2017.12.05
The GOP is basically GoFundMe for corporations, rich people and the morally corrupt.
The Last of the Iron Lungs Hate to admit it but reading about these reminds me of how stupid my love of Weird Al's "Mr. Frump in the Iron Lung" was, it was like my goto goofy a cappella song as a young teenager. (Yeah, I know it's goofy to pick on a novelty song, but man, that's just not how the contraptions work...)
I guess for it work, there has to be a subtext of A. Mr Frump is also in a coma (otherwise he could talk on the outbreath) and B. Mr Frump's iron lung has a terrible mechanial breakdown (I suspect if you die in an iron lung, you just keep being "breathed for", the whole point is that it keeps things steady no matter what heart-attacky thing your body might be doing...)
A big part of managing our fear of mortality is getting a grip on what regrets we might have. Travis Bradberry's answer to "What are the most common regrets that people have once they grow old?" is worth reading. A summary of it is:
1. They wish they hadn't made decisions based on what other people think. (Especially about their careers and moral decisions)

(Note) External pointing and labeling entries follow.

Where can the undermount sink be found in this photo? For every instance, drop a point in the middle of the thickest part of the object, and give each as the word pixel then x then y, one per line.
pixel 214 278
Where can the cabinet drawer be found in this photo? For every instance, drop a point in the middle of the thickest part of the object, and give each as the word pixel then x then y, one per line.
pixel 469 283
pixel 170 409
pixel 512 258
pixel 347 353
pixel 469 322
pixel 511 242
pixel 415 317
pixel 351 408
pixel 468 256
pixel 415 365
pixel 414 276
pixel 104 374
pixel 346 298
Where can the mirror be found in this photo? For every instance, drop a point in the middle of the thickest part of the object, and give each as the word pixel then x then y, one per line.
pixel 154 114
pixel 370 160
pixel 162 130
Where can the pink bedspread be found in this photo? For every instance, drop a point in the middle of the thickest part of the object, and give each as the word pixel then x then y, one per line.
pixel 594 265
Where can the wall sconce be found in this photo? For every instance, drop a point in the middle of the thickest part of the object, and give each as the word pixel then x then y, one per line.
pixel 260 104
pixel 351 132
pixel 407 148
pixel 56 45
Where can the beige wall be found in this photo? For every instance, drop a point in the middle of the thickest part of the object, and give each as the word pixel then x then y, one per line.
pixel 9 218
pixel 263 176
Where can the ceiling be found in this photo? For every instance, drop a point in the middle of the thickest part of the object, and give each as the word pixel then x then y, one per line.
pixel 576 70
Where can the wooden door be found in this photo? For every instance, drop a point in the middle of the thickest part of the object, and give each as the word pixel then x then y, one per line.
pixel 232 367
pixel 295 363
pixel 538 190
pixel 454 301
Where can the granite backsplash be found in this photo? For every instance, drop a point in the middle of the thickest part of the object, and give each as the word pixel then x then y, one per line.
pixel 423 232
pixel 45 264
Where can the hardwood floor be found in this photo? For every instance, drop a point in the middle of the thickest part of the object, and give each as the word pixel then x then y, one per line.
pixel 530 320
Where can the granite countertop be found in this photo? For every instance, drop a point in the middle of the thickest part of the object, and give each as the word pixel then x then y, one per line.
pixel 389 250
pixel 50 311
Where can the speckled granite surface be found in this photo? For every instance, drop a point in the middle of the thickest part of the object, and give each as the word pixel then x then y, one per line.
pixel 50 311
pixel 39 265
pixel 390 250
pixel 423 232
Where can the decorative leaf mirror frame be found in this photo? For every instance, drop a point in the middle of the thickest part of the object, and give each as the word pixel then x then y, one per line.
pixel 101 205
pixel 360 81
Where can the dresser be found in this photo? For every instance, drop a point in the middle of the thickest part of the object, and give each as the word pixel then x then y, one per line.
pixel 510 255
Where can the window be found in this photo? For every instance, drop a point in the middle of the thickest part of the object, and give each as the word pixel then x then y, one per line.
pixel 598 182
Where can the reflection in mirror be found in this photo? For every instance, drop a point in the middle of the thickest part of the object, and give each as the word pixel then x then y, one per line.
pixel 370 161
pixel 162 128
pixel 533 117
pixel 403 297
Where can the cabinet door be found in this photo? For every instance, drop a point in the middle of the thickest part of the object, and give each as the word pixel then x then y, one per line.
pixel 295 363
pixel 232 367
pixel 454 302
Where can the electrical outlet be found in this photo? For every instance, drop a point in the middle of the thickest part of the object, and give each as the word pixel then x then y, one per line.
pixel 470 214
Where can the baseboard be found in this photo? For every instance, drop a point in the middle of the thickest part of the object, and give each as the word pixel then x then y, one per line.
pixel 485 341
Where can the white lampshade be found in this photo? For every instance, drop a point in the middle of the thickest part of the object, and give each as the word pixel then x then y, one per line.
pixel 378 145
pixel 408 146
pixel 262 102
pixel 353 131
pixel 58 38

2. They wish they hadn't worked so hard.
3. They wish they had expressed their feelings.
4. They wish they had stayed in touch with their friends.
5. They wish they had let themselves be happy.

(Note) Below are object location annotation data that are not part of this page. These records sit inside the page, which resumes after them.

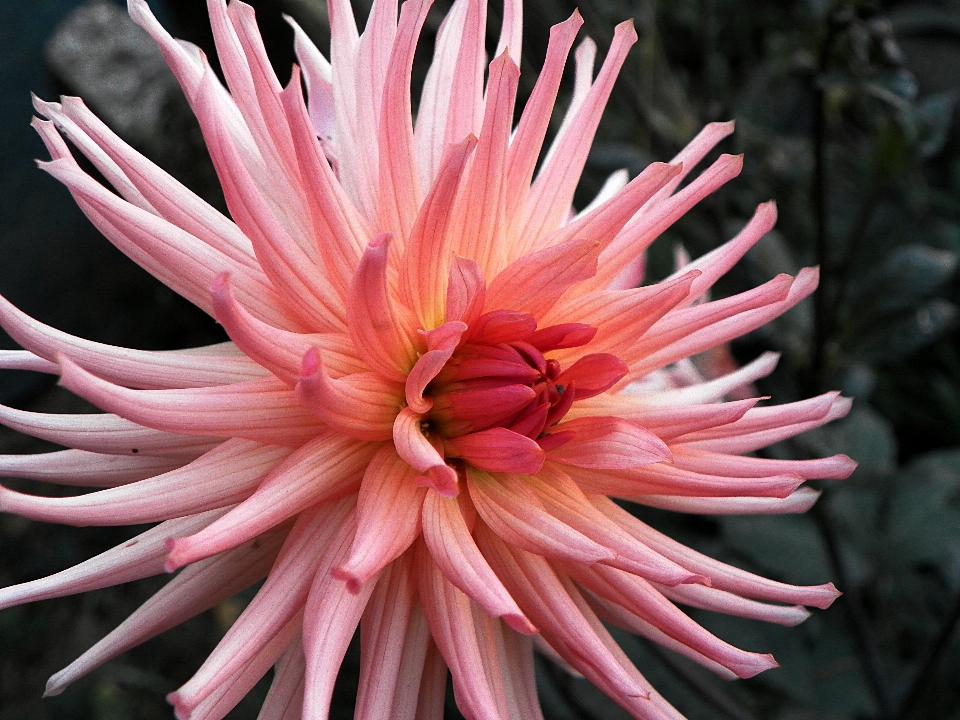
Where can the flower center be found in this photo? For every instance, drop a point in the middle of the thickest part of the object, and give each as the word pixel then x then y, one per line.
pixel 500 377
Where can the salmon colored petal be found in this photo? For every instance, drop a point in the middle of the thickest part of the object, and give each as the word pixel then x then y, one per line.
pixel 564 500
pixel 552 192
pixel 479 220
pixel 331 616
pixel 87 469
pixel 226 475
pixel 454 626
pixel 382 339
pixel 328 468
pixel 641 598
pixel 284 701
pixel 799 501
pixel 105 433
pixel 279 351
pixel 452 548
pixel 388 518
pixel 441 341
pixel 260 410
pixel 426 263
pixel 399 187
pixel 532 129
pixel 511 509
pixel 361 405
pixel 278 602
pixel 608 443
pixel 141 556
pixel 722 576
pixel 565 621
pixel 417 451
pixel 466 291
pixel 198 588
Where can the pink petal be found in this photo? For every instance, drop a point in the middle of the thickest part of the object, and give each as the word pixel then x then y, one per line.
pixel 426 263
pixel 479 225
pixel 717 333
pixel 331 616
pixel 417 451
pixel 645 227
pixel 388 518
pixel 278 602
pixel 284 701
pixel 638 596
pixel 552 192
pixel 837 467
pixel 290 266
pixel 609 443
pixel 384 340
pixel 232 689
pixel 708 598
pixel 141 556
pixel 104 433
pixel 593 374
pixel 716 389
pixel 338 228
pixel 799 501
pixel 441 341
pixel 565 621
pixel 325 469
pixel 399 188
pixel 452 548
pixel 563 499
pixel 532 128
pixel 87 469
pixel 226 475
pixel 513 512
pixel 192 591
pixel 362 405
pixel 722 576
pixel 669 479
pixel 260 410
pixel 394 640
pixel 621 317
pixel 454 625
pixel 137 368
pixel 466 291
pixel 279 351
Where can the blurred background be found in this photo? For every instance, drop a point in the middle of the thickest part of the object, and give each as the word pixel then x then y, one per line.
pixel 846 113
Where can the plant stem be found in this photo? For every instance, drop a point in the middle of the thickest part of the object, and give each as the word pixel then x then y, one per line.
pixel 860 624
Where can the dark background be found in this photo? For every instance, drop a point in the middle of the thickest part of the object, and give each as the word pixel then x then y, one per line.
pixel 846 114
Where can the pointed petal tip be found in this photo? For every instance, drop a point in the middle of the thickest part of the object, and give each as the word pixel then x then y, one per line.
pixel 845 466
pixel 441 478
pixel 761 662
pixel 55 685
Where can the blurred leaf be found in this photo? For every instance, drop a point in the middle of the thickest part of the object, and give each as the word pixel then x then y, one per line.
pixel 775 543
pixel 934 115
pixel 864 435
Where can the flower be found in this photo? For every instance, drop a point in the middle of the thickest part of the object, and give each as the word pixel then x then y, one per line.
pixel 438 378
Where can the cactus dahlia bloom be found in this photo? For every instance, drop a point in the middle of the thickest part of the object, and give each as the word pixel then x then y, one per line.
pixel 439 376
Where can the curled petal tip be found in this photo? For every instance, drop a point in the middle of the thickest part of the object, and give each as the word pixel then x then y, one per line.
pixel 441 478
pixel 354 582
pixel 520 623
pixel 55 685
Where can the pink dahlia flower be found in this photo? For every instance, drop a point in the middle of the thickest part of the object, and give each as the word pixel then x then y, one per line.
pixel 439 376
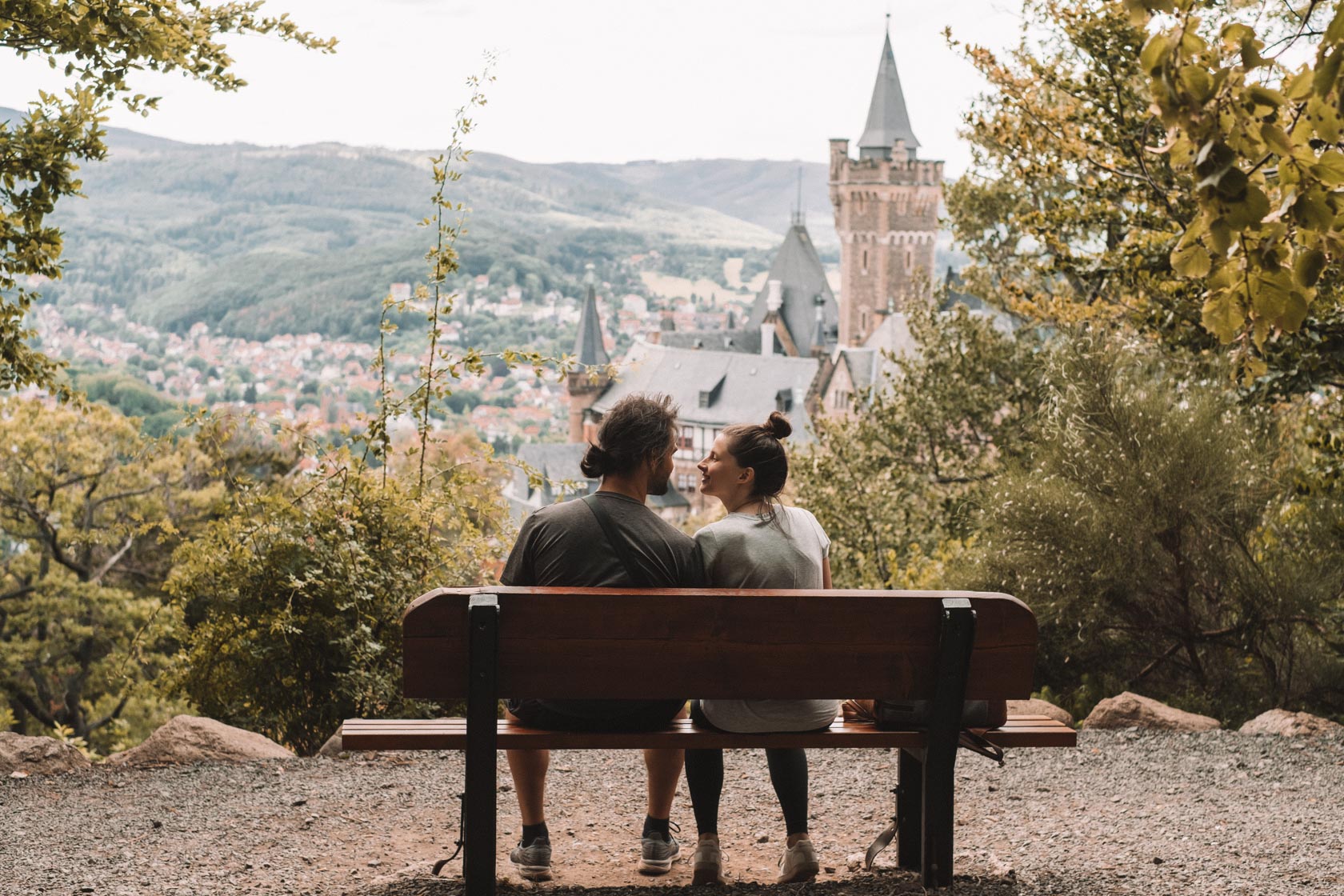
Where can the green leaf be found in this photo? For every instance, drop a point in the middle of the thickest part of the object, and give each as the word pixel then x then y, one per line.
pixel 1276 138
pixel 1265 97
pixel 1219 235
pixel 1310 210
pixel 1330 168
pixel 1308 266
pixel 1197 82
pixel 1222 314
pixel 1249 210
pixel 1191 259
pixel 1327 73
pixel 1154 53
pixel 1294 312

Good stuff. How are you dealing with your future regrets?
Artificially Intelligent Robot Predicts Its Own Future by Learning Like a Baby In "On Intelligence", Jeff Hawkins (he made the Palm Pilot but his other love is neuroscience) argues that intelligence and consciousness is a big game of "predict and test" - that relatively few researchers back then had noticed that we have about as many connections down the hierarchy of abstraction as up - so we don't just see light and dark, resolved into a border, resolved into a line, resolved in a face, that a higher system probably remembers there's a face there, and tells the lower systems to look for face-ish parts, and only report back if there's something surprising... i.e. predict and test, predict and test, all the time. (This failure to really "take in" the world as it is appears at a low level explains a lot things, like why it's hard to draw realistically vs based on your expectations of what the object looks like, and many other illusions and also political misthinks - tons of confirmation bias sneaks in there.
Anyway, it sounds like this robot is design to really live out that kind of theory, predicting what the scene should look in X seconds if it does action Y - like a baby exploring the world.

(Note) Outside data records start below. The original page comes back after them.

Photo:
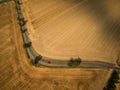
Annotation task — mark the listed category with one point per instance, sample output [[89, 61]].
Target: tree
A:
[[37, 59], [26, 45], [74, 63]]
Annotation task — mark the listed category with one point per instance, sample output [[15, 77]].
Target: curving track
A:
[[54, 63]]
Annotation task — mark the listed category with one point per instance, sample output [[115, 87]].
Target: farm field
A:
[[17, 74], [61, 29]]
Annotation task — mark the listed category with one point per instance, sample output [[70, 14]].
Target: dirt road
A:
[[64, 29]]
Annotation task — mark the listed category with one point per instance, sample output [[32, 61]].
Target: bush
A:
[[74, 63]]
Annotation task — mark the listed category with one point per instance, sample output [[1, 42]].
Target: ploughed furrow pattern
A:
[[16, 73], [75, 28]]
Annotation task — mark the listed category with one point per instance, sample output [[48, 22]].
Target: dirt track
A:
[[64, 29], [17, 73]]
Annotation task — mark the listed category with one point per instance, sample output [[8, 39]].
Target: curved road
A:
[[56, 63]]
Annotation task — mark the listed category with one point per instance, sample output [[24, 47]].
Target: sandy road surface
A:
[[17, 74], [64, 29]]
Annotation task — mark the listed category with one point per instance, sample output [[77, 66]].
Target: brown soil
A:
[[61, 29], [17, 74]]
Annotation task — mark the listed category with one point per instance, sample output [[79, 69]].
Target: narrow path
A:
[[58, 63]]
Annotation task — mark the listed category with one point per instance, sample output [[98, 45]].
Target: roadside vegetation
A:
[[74, 62]]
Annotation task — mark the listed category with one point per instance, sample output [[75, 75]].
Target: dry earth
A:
[[17, 74], [61, 29]]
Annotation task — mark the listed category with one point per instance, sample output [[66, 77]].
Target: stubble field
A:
[[61, 29], [17, 74]]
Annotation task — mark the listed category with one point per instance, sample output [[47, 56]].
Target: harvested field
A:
[[17, 74], [61, 29]]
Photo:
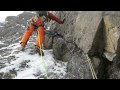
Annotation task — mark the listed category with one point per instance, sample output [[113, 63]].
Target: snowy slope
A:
[[15, 64], [28, 64]]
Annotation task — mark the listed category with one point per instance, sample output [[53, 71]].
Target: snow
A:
[[34, 63], [4, 14], [1, 42]]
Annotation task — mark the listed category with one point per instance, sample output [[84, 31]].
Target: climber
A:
[[38, 22]]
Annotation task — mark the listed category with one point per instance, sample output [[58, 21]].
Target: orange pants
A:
[[28, 33]]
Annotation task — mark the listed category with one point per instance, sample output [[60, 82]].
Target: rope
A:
[[91, 68], [43, 63]]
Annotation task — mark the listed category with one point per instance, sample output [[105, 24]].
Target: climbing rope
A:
[[91, 68], [43, 63]]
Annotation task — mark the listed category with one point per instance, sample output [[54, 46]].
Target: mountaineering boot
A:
[[39, 51], [22, 48]]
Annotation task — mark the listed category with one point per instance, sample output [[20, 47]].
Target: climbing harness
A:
[[43, 63], [91, 68]]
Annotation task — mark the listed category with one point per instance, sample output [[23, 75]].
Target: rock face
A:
[[92, 33], [95, 33]]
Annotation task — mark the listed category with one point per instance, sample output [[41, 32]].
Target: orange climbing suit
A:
[[39, 24]]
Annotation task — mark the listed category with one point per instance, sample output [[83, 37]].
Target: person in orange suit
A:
[[38, 22]]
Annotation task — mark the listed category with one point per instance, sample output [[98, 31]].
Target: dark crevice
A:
[[97, 50]]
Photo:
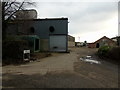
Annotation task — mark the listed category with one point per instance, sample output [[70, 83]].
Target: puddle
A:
[[90, 60]]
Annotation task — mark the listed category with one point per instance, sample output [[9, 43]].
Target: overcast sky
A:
[[89, 19]]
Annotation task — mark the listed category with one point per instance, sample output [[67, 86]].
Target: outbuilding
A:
[[101, 42], [53, 32]]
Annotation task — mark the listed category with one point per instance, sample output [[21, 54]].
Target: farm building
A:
[[71, 41], [101, 42], [117, 40], [53, 32]]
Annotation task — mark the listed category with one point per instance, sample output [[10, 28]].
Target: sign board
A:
[[26, 51]]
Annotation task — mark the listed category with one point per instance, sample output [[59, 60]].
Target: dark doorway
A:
[[36, 44], [97, 45]]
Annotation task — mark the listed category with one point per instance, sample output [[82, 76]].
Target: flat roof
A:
[[40, 19]]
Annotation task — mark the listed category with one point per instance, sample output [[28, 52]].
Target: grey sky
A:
[[88, 20]]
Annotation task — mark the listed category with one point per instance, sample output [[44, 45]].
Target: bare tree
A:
[[9, 9]]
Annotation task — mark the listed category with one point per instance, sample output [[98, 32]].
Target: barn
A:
[[53, 32], [101, 42]]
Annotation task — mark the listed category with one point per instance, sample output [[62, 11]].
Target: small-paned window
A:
[[51, 29], [32, 30]]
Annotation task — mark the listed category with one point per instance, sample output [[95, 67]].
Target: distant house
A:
[[101, 42], [71, 41], [53, 32], [117, 40], [26, 14], [79, 44]]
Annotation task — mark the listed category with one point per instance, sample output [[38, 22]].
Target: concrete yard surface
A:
[[62, 70]]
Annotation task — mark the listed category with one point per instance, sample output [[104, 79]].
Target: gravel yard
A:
[[62, 70]]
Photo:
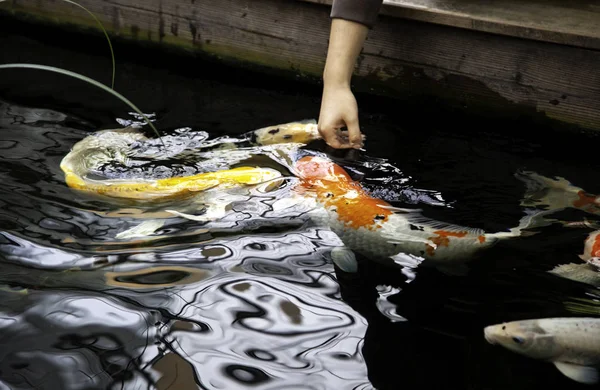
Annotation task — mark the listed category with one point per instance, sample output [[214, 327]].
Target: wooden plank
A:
[[569, 23], [469, 69]]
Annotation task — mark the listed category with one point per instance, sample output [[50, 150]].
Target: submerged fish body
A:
[[588, 272], [557, 194], [571, 344], [87, 157], [376, 229], [578, 272]]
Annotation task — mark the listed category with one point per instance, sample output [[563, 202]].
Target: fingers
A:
[[331, 136], [354, 134]]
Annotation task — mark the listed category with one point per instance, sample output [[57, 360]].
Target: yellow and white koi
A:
[[114, 146]]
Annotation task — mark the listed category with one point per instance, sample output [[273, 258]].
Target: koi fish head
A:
[[335, 189], [317, 168], [591, 248], [526, 337], [301, 132]]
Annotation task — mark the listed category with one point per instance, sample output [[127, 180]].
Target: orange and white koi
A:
[[87, 156], [376, 229], [588, 272]]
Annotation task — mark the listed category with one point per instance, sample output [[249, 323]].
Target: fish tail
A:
[[545, 196]]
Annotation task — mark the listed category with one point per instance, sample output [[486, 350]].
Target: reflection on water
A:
[[219, 305], [100, 293]]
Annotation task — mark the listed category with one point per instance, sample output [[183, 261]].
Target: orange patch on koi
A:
[[596, 247], [335, 188]]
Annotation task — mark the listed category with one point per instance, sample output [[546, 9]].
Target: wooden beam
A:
[[469, 69], [558, 21]]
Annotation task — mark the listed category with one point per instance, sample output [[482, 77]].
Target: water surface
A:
[[253, 301]]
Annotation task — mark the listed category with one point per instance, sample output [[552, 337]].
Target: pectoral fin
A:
[[581, 374]]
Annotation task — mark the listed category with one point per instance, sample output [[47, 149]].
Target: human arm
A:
[[351, 22]]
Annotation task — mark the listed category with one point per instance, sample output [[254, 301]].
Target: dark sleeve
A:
[[360, 11]]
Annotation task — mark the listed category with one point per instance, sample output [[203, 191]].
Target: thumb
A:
[[354, 134]]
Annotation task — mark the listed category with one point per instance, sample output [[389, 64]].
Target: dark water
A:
[[254, 302]]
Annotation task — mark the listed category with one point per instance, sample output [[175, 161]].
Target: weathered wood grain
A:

My hunch is that this style of learning - and safe sandboxes to foster it - will critical if we ever get true thinking AI, something with the ability to shape its own thinking at macro level, vs algorithms that kind of "learn" but only in the meta-patterns that are programmed into it at the outset. (Another theory says certain types of squid seem to have the same level horsepower humans do, but maybe it will never reach fruition because A. the undersea environment of objects isn't as rich and B. there are predators enough that a prolonged period of protected, learning, experimental childhood isn't possible.